Die Isolde von Evelyn Herlitzius ist kühn und extravagant gesungen. Rein stimmlich ist Frau Herlitzius eher der Typ gestopfte Trompete als der Typ Posaune. Zuerst die Negativa: Ihre Stimme ist dynamisch unstet, flackert unter Belastung hart, die Höhe wird oft hervorgequetscht und klingt borstig. Durch das Vibrato produziert ihr Sopran keinen harmonischen Klangstrom. Der schiere Ausdruckswille führt zu redegleichem Gestus („Zu dem Stolzen geh'“). Größere Intervallsprünge aufs e oder f wirken unsicher.

Und damit zu den Positiva, die wie oft im Leben mit den Negativa eine Menge zu tun haben: Das spezifisch Hochdramatische ihrer Stimme wird durch das expressive Flackern des Vibratos hervorgerufen. Dazu kommt ihr klangdichtes, vibrato-gesäuertes Timbre. Ihr Sopran ist so wunderbar durchsetzungsfähig. Die Gs und As unter voller Belastung klingen superb. Glanzstellen sind die langen Piano- und Pianissimo-Passagen nach Brangänes ersten Habet-Acht-Rufen. Und „Als für ein fremdes Land…“, was sensibel und überzeugend gesungen wird. Großartig ist der Ausdruck in „Nur der Täuschung Ende mein Herz…“
Hier noch einige Beobachtungen.
- Hmm ja, das hohe C („O Wonne der Seele“) zu Beginn des zweiten Aufzuges gleicht einem Trabbi nach dem Crashtest.

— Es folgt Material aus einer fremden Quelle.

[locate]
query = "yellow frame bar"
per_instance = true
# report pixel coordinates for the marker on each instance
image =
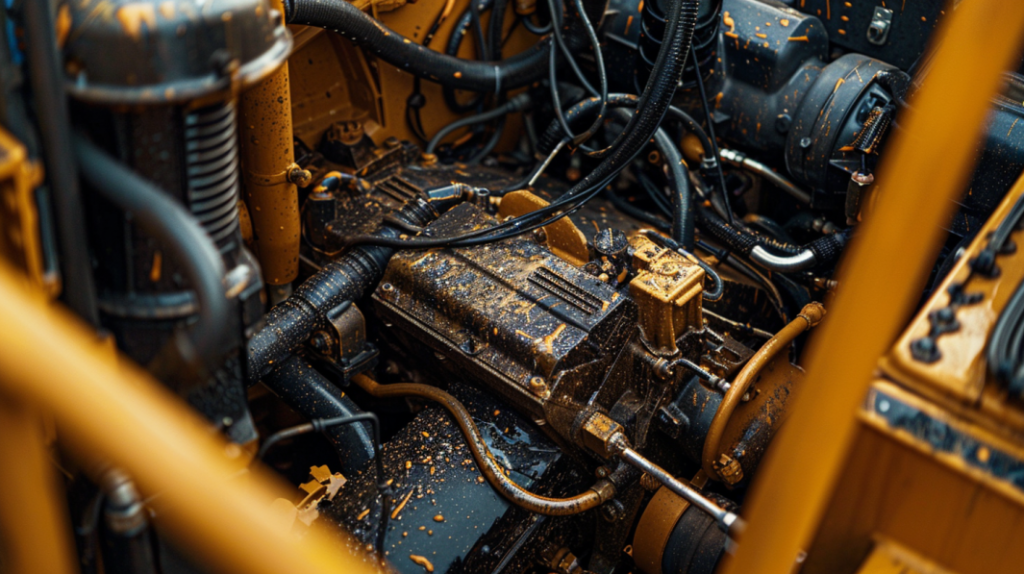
(881, 278)
(111, 409)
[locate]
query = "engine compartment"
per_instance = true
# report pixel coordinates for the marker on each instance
(524, 287)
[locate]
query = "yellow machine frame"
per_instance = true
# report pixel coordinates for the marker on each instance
(53, 368)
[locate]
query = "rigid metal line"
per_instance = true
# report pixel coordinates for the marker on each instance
(727, 521)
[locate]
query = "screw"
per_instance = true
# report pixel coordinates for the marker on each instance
(299, 176)
(539, 387)
(321, 342)
(613, 511)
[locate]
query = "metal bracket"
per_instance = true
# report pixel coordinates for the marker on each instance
(882, 21)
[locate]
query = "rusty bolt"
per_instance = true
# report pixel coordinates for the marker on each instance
(299, 176)
(612, 511)
(669, 269)
(539, 387)
(321, 342)
(862, 178)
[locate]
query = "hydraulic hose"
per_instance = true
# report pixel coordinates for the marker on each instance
(682, 208)
(312, 396)
(517, 103)
(809, 317)
(177, 230)
(655, 99)
(739, 160)
(820, 252)
(349, 21)
(291, 322)
(593, 497)
(682, 200)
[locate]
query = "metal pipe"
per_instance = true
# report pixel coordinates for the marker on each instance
(34, 522)
(727, 520)
(925, 171)
(739, 160)
(809, 316)
(54, 131)
(783, 263)
(313, 396)
(117, 412)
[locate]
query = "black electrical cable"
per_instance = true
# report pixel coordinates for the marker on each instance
(713, 141)
(54, 131)
(556, 32)
(517, 103)
(349, 21)
(682, 208)
(320, 426)
(714, 295)
(583, 108)
(177, 230)
(578, 139)
(417, 100)
(651, 108)
(534, 29)
(469, 17)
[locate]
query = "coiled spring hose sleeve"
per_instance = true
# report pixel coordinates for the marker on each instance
(517, 103)
(682, 208)
(809, 317)
(597, 494)
(349, 21)
(178, 231)
(312, 396)
(584, 108)
(821, 252)
(291, 322)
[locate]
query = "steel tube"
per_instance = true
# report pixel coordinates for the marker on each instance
(925, 170)
(109, 408)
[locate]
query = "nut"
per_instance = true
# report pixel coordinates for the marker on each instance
(539, 387)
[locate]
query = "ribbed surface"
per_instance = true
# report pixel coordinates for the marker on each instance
(212, 168)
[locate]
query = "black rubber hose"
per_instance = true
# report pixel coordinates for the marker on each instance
(349, 21)
(177, 230)
(585, 108)
(291, 322)
(826, 250)
(682, 208)
(312, 396)
(655, 99)
(517, 103)
(54, 130)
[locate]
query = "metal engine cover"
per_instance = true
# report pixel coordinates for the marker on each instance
(536, 329)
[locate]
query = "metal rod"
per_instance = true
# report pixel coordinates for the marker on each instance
(727, 521)
(54, 129)
(112, 410)
(884, 272)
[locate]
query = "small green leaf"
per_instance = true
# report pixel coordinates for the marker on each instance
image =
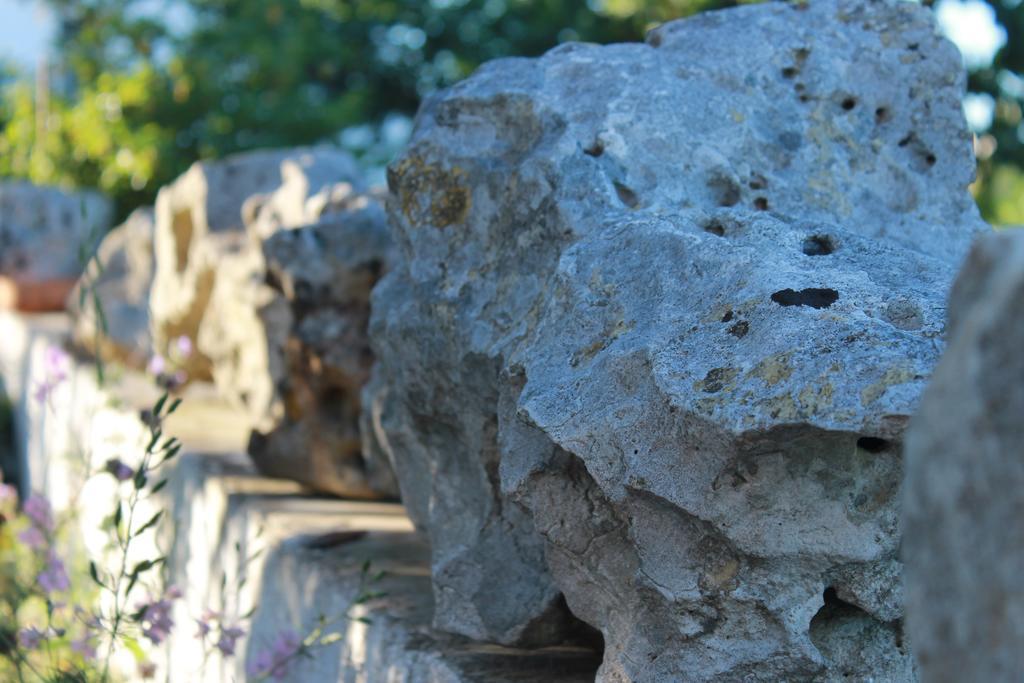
(157, 433)
(330, 638)
(95, 574)
(153, 520)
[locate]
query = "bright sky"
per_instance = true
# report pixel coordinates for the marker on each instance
(27, 29)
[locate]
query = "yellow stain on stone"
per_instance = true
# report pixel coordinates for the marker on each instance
(721, 577)
(816, 398)
(445, 189)
(774, 369)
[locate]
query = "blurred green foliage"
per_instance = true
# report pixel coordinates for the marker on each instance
(145, 87)
(142, 88)
(999, 188)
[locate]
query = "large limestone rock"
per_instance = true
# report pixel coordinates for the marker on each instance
(201, 237)
(198, 222)
(964, 501)
(46, 235)
(664, 312)
(320, 357)
(286, 324)
(111, 303)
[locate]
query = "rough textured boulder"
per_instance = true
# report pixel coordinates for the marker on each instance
(121, 283)
(964, 500)
(199, 222)
(691, 291)
(285, 325)
(315, 331)
(44, 229)
(201, 237)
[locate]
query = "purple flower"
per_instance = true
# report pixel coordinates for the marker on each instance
(227, 639)
(274, 662)
(183, 346)
(53, 579)
(30, 637)
(157, 365)
(120, 471)
(7, 494)
(39, 511)
(157, 622)
(33, 538)
(56, 366)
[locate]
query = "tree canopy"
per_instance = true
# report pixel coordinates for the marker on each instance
(141, 88)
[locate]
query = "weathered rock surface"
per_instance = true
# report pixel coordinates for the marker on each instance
(121, 284)
(689, 291)
(964, 501)
(43, 228)
(201, 236)
(284, 325)
(198, 226)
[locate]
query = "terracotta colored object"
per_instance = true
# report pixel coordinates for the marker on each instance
(35, 296)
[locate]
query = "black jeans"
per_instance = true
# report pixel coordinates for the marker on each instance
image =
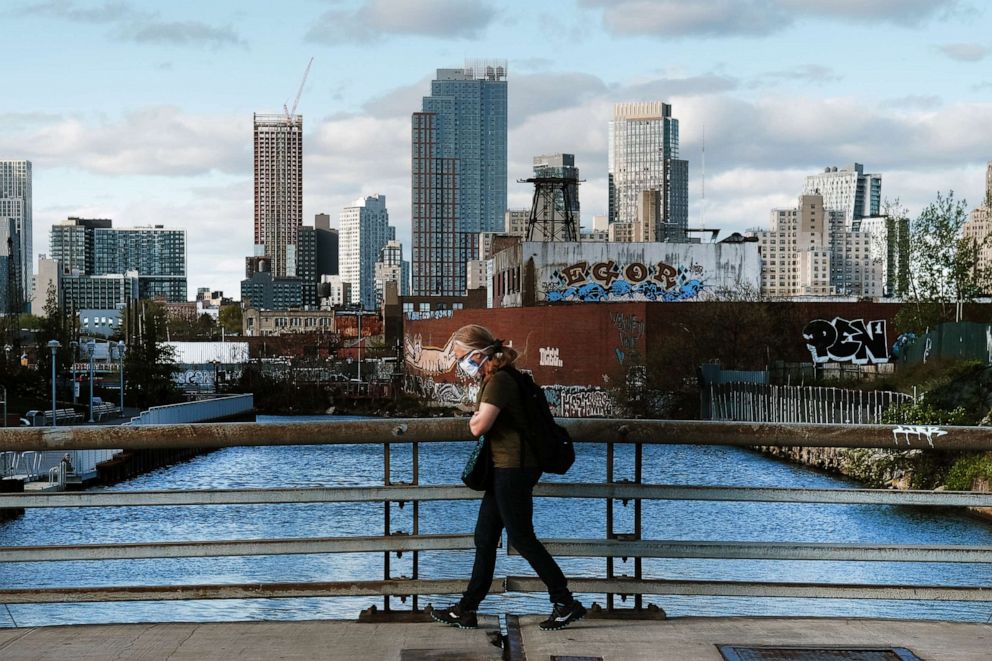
(510, 503)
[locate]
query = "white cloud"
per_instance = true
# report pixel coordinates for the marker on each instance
(758, 152)
(964, 52)
(159, 140)
(676, 18)
(373, 19)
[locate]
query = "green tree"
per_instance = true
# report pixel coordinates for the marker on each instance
(58, 325)
(944, 269)
(149, 363)
(231, 318)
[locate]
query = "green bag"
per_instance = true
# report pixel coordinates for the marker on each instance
(478, 472)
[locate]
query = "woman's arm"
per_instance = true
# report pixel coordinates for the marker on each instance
(483, 419)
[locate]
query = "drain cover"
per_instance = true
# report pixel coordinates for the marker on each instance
(741, 653)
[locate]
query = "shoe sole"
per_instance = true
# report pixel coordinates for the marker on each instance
(563, 624)
(457, 625)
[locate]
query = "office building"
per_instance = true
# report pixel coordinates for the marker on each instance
(93, 247)
(644, 156)
(11, 298)
(391, 268)
(888, 248)
(848, 190)
(327, 245)
(334, 292)
(978, 227)
(306, 264)
(157, 253)
(810, 251)
(98, 292)
(278, 190)
(71, 243)
(515, 222)
(459, 173)
(47, 279)
(264, 292)
(15, 204)
(364, 232)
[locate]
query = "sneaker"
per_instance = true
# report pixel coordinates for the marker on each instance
(456, 617)
(562, 615)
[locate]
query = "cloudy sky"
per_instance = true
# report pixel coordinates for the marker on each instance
(142, 111)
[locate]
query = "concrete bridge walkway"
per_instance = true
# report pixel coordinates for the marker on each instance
(679, 639)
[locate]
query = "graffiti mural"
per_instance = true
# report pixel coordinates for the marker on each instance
(630, 329)
(921, 432)
(578, 401)
(550, 357)
(634, 281)
(840, 340)
(441, 392)
(429, 360)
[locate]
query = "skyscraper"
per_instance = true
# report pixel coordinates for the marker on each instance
(15, 204)
(278, 190)
(459, 173)
(644, 155)
(365, 230)
(92, 247)
(848, 190)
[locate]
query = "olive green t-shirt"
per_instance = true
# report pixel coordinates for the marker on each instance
(501, 391)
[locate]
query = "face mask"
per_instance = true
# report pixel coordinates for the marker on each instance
(469, 366)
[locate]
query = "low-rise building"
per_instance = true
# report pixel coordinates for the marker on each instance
(537, 273)
(257, 322)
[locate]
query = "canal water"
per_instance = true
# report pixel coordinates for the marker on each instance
(351, 465)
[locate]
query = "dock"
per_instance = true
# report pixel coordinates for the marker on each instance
(678, 639)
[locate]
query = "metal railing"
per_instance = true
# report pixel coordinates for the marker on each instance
(413, 432)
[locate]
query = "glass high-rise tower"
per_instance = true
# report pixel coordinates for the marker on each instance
(16, 226)
(644, 156)
(459, 173)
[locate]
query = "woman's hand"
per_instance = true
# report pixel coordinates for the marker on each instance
(483, 419)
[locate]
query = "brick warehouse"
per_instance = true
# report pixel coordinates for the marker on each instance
(593, 346)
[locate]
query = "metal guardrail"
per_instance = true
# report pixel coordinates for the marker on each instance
(616, 545)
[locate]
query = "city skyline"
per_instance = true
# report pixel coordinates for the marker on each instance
(142, 114)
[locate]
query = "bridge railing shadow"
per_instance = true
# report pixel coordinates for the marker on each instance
(413, 433)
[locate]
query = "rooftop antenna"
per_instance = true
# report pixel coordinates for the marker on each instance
(702, 185)
(290, 114)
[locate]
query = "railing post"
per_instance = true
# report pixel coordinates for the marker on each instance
(387, 525)
(638, 466)
(415, 481)
(609, 521)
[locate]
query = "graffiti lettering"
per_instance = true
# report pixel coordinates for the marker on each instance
(841, 340)
(635, 272)
(549, 357)
(920, 432)
(666, 275)
(575, 273)
(639, 282)
(605, 272)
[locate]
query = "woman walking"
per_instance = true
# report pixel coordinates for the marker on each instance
(508, 502)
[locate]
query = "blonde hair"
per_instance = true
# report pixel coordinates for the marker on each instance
(479, 338)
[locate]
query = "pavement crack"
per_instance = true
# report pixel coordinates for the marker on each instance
(182, 642)
(24, 632)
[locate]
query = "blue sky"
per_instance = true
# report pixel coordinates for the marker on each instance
(141, 111)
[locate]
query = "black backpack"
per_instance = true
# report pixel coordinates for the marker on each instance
(549, 441)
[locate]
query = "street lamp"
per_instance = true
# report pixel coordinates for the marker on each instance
(75, 386)
(121, 348)
(90, 351)
(54, 346)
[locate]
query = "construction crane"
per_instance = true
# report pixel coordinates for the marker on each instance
(290, 114)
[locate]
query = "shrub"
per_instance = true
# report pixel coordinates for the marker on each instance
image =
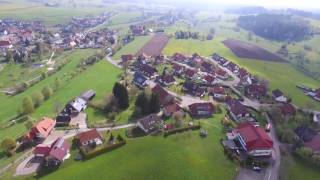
(174, 131)
(100, 150)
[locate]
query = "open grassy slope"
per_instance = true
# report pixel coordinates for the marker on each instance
(133, 47)
(282, 76)
(181, 156)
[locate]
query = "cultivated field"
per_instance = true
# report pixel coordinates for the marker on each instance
(279, 75)
(155, 46)
(250, 51)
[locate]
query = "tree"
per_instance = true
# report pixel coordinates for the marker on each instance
(154, 103)
(9, 56)
(47, 92)
(29, 124)
(120, 92)
(8, 144)
(37, 99)
(177, 116)
(27, 106)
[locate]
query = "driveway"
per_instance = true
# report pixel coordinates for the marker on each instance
(79, 120)
(29, 166)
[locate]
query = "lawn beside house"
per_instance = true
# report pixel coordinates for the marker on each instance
(10, 105)
(133, 47)
(179, 156)
(280, 75)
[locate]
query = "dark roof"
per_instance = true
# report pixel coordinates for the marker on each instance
(287, 109)
(88, 136)
(236, 107)
(199, 109)
(164, 96)
(88, 95)
(59, 149)
(254, 137)
(148, 123)
(256, 90)
(305, 134)
(277, 93)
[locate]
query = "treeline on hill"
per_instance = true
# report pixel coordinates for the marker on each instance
(187, 35)
(276, 26)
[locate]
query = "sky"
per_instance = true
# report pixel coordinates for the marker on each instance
(300, 4)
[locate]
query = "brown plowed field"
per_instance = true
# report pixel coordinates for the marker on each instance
(250, 51)
(155, 45)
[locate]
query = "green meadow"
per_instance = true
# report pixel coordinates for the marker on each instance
(282, 76)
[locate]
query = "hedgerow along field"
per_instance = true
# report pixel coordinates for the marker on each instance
(132, 47)
(279, 75)
(179, 156)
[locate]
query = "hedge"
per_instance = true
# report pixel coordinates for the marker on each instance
(101, 150)
(177, 130)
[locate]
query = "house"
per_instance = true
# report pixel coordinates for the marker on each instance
(76, 106)
(42, 129)
(205, 109)
(147, 70)
(237, 110)
(127, 57)
(206, 67)
(287, 109)
(139, 80)
(279, 96)
(5, 44)
(166, 79)
(177, 69)
(256, 91)
(54, 154)
(193, 89)
(218, 92)
(164, 97)
(88, 95)
(254, 140)
(178, 57)
(170, 109)
(190, 73)
(149, 123)
(222, 74)
(209, 79)
(305, 134)
(317, 95)
(89, 137)
(63, 119)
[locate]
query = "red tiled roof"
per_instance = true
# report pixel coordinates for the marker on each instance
(44, 127)
(88, 135)
(164, 96)
(254, 137)
(287, 109)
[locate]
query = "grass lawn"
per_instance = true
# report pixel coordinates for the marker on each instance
(282, 76)
(10, 105)
(296, 169)
(180, 156)
(133, 47)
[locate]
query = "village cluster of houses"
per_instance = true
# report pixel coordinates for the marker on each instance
(21, 37)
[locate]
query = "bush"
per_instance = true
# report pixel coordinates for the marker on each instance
(100, 150)
(177, 130)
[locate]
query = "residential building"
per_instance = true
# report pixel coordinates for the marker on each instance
(149, 123)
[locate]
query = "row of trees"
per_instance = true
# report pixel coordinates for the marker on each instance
(276, 26)
(187, 35)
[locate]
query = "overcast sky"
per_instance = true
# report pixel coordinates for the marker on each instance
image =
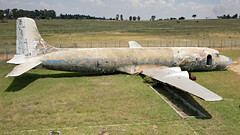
(144, 8)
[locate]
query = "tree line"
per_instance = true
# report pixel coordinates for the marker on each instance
(15, 13)
(228, 16)
(41, 14)
(51, 14)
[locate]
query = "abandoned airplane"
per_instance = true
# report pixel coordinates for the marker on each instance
(164, 64)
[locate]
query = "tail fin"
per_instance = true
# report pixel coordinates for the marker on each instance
(29, 41)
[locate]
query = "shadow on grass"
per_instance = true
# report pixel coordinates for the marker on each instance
(161, 88)
(24, 80)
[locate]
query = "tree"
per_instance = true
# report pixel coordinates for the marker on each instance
(117, 16)
(7, 13)
(153, 18)
(194, 16)
(15, 13)
(134, 18)
(235, 16)
(1, 14)
(130, 18)
(138, 18)
(181, 18)
(121, 17)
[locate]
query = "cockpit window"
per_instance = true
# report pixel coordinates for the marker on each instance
(209, 59)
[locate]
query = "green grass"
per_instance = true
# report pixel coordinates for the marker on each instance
(77, 30)
(43, 100)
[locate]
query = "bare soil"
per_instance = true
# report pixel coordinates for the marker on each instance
(4, 57)
(235, 66)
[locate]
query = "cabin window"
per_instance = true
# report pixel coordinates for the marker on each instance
(209, 59)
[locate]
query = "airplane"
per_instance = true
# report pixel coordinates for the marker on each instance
(169, 65)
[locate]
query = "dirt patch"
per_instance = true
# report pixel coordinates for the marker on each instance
(235, 66)
(4, 57)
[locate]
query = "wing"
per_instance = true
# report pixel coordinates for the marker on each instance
(134, 44)
(180, 79)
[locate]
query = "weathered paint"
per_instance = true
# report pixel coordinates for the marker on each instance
(30, 45)
(108, 60)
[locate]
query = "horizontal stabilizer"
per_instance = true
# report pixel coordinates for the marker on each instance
(180, 80)
(22, 68)
(17, 59)
(134, 44)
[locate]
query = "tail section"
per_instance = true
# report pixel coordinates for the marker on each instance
(29, 47)
(29, 41)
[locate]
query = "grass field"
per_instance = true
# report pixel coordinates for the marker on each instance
(43, 100)
(77, 30)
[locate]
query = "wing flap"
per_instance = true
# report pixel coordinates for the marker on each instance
(180, 80)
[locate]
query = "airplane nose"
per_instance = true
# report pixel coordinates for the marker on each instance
(223, 62)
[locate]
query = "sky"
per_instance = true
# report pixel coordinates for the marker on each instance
(143, 8)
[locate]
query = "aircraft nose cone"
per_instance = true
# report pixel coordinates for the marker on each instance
(224, 62)
(230, 61)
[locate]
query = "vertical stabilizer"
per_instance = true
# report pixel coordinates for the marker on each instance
(29, 41)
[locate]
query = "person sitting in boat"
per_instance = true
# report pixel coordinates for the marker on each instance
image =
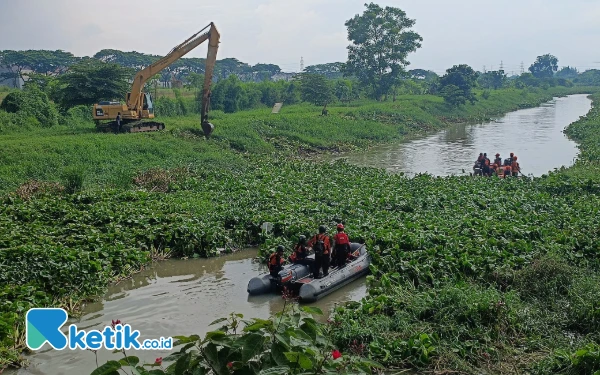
(322, 247)
(515, 167)
(276, 261)
(342, 246)
(486, 167)
(498, 159)
(300, 254)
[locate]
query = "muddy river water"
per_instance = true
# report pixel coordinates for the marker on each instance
(181, 297)
(534, 135)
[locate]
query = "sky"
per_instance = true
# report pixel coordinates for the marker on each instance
(474, 32)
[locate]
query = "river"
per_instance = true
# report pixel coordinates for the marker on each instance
(175, 298)
(534, 135)
(181, 297)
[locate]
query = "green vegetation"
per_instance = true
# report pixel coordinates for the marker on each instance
(291, 342)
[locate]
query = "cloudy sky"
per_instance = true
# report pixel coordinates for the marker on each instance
(475, 32)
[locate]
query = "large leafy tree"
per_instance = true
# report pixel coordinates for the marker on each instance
(456, 86)
(544, 66)
(90, 81)
(381, 41)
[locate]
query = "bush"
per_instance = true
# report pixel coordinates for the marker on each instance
(31, 102)
(73, 179)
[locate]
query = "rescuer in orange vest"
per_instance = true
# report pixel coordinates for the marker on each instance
(515, 167)
(300, 254)
(342, 246)
(276, 261)
(322, 247)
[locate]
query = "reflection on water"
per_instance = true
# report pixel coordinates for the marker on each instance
(534, 135)
(176, 297)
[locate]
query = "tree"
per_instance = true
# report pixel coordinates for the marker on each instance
(544, 66)
(492, 80)
(315, 89)
(381, 41)
(90, 81)
(567, 72)
(330, 70)
(456, 86)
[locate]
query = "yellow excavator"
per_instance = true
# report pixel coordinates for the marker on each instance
(139, 106)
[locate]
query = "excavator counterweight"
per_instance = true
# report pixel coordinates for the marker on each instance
(139, 106)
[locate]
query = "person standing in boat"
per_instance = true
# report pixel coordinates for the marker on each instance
(322, 247)
(300, 254)
(341, 247)
(516, 168)
(276, 261)
(498, 159)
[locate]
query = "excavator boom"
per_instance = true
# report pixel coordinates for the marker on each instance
(139, 105)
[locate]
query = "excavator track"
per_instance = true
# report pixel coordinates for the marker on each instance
(132, 127)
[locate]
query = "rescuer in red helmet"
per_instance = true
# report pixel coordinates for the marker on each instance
(341, 248)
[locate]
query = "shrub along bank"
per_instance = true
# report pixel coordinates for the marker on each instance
(455, 240)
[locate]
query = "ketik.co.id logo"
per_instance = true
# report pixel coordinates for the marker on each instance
(44, 326)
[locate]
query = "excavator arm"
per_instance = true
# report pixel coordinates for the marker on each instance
(135, 98)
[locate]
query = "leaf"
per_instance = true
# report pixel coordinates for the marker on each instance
(275, 370)
(130, 361)
(278, 354)
(253, 345)
(109, 368)
(218, 321)
(305, 362)
(182, 364)
(180, 340)
(312, 310)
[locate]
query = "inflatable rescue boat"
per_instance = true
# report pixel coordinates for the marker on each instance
(297, 277)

- Das macht Evelyn Herlitzius schon seit Jahr und Tag, nämlich Töne von unten anreißen: „Frau Minne ke—entest du nicht?“
- „Das Schwert – da ließ ich’s sinken“, eine der unvergesslichen Stellen der Waltraud Meier, bleibt bei Herlitzius matt.
Und Herlitzius‘ „Mild und leise“ hat so viel Energie und so viele Details, dass ich meinen müden Ohren Höchstleistung befehle. Welch gesanglicher Ausdruck. Welch Singen aus dem Inneren.
Es bleibt dabei. Eine der Botschaften, die er Tristan bereithält, ist, dass mit Irinnen nicht zu scherzen ist, insbesondere wenn sie Soprane sind.
Christa Mayer ist Brangäne. Gibt es eigentlich überhaupt schlechte Brangänen? Christa Mayer singt energisch vibrierend und obertonreich brodelnd. Das g in „O Wunder!“ klingt aber doch anstrengend. Sonst ist die hohe Stimme quasi glockenrein, doch einen Tick undramatisch, mit nicht ganz natürlich bewegtem Vibrato. „Einsam wachend“ klingt klar wie ein bayerischer Bergsee.
Iain Paterson ist Kurwenal und singt im 1. Akt kraftvoll höhnisch, im 3. treu besorgt. Einer der besten heute Abend.
Und damit zu Stephen Gould. Vor kurzem habe ich Goulds Siegfried gelobt. Was sage ich. Über den grünen Klee gelobt. Sein Tristan ist anders. Ja, wenn jeder Wagnertenor technisch so wunderbar sänge, wäre die Welt gerechter. Als habe Gould direkt nach der Geburt eine Rundum-Sorglos-Versicherung beim Gott des Gesanges abgeschlossen. Aber Gould verbindet die Kraftreserven eines Heldentenors mit dem Mindset eines lyrischen Tenors. Das Düster-Stockende liegt ihm nicht („bleich und düster“). Man hört Gould an, dass er alles richtig machen will. Er akzentuiert mit großer Freude („dem Eifer, den mein Glücke schreckt“, „Wie sie fas-sen“). Das hat was von Ringelpiez im Kindergarten.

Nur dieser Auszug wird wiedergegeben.